Danny Leeds really wanted to punch his wife in the mouth. Over the last two years she had managed to cast their relationship as one where he was constantly the oppressor and she was eternally the victim. If he said anything she didn’t like, it was an attack. If he told her something she was doing that bothered him, she wound up crying in the bathroom. Christ! All he was doing was trying to communicate, but now he was at the end of his rope. He was a nice guy, but if she wanted abuse, he’d give her abuse.

He made an appointment with his doctor, sat down and explained the situation. His physical results were all on file from last time so this was mostly a psychiatric evaluation.

“You really want to do this, Danny?” his doctor asked.

“Absolutely. I’ve thought about it calmly and I think it’s the only solution.”

“Okay, but I can’t sign you up for anything in the face. And I can’t write you a prescription for kicking. Once she’s down, she’s down and you need to back off.”

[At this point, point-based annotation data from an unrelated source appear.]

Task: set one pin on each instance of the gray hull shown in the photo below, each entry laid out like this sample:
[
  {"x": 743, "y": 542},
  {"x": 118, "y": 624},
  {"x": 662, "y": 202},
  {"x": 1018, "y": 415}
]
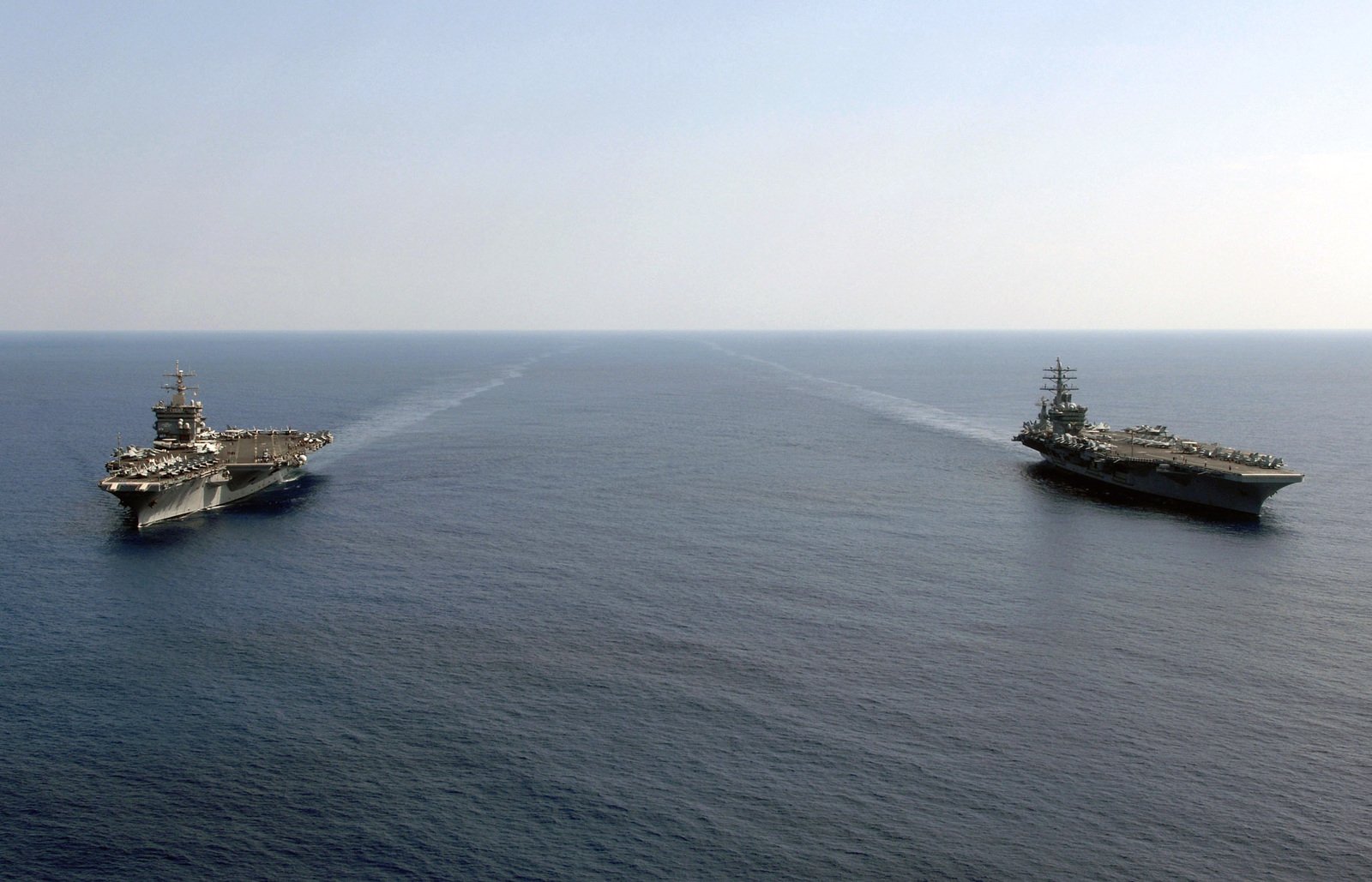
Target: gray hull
[
  {"x": 155, "y": 502},
  {"x": 1238, "y": 493}
]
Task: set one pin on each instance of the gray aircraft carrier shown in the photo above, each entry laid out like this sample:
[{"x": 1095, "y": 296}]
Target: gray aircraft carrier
[
  {"x": 1147, "y": 459},
  {"x": 191, "y": 468}
]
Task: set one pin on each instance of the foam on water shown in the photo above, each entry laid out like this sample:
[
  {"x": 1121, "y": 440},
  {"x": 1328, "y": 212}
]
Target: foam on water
[
  {"x": 882, "y": 404},
  {"x": 423, "y": 404}
]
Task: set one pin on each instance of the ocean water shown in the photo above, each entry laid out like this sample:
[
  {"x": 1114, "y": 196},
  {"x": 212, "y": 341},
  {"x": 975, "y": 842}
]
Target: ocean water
[{"x": 685, "y": 607}]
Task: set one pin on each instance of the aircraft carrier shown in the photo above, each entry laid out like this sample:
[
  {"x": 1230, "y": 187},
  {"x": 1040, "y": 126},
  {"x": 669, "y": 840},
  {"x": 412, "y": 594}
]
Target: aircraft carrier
[
  {"x": 191, "y": 468},
  {"x": 1147, "y": 459}
]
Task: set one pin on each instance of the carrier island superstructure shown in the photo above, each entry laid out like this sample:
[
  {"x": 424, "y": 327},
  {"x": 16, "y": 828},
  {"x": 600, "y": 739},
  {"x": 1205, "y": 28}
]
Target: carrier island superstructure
[
  {"x": 1147, "y": 459},
  {"x": 191, "y": 468}
]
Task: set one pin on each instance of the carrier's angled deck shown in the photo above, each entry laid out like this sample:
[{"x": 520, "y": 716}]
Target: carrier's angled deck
[
  {"x": 191, "y": 468},
  {"x": 1147, "y": 459}
]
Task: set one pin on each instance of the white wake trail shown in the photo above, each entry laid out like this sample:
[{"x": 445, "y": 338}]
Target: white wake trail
[
  {"x": 882, "y": 404},
  {"x": 420, "y": 405}
]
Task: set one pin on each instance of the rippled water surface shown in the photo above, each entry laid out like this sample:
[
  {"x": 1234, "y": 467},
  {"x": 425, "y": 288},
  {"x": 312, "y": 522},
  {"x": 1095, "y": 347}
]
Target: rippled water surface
[{"x": 685, "y": 607}]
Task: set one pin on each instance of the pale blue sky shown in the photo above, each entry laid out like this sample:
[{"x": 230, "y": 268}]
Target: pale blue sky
[{"x": 688, "y": 165}]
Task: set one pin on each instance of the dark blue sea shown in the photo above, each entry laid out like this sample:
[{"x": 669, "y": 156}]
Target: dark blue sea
[{"x": 685, "y": 607}]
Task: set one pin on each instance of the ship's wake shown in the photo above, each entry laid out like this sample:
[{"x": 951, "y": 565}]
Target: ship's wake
[
  {"x": 423, "y": 404},
  {"x": 882, "y": 404}
]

“I understand, doc. I don’t want to hurt her, I just want her to know how much pain I’m feeling inside. I can’t seem to communicate it to her with words, so this is all I can think of.”

His doctor wrote out the prescription, filed a copy with the local police and Danny went home.

He stopped off at the gym to limber up first. The last time he’d had a physical therapy/psychiatric prescription he’d stressed his rotator cuff and he didn’t want to be back at the doctor’s first thing in the morning. Once he’d worked up a good sweat, he showered off, got dressed and went home. As soon as he walked in the door his wife shot him.

“Huh – ?” he said, stupidly, looking down at the hole in his chest.

“I’ve got a prescription,” his wife said, waving the piece of paper. Sure she did – Danny recognized the signature.

“Dr. Harris,” he gasped. “That hack.”

Danny slid down the wall and sat in a pile of his own blood.

“Don’t undermine my therapy,” his wife said.

Danny coughed up a gout of black blood and died before he could tell her that, once again, she was completely misinterpreting what he was saying and making him feel really, really bad and that maybe she should think about how the problems in their relationship might be partially her fault.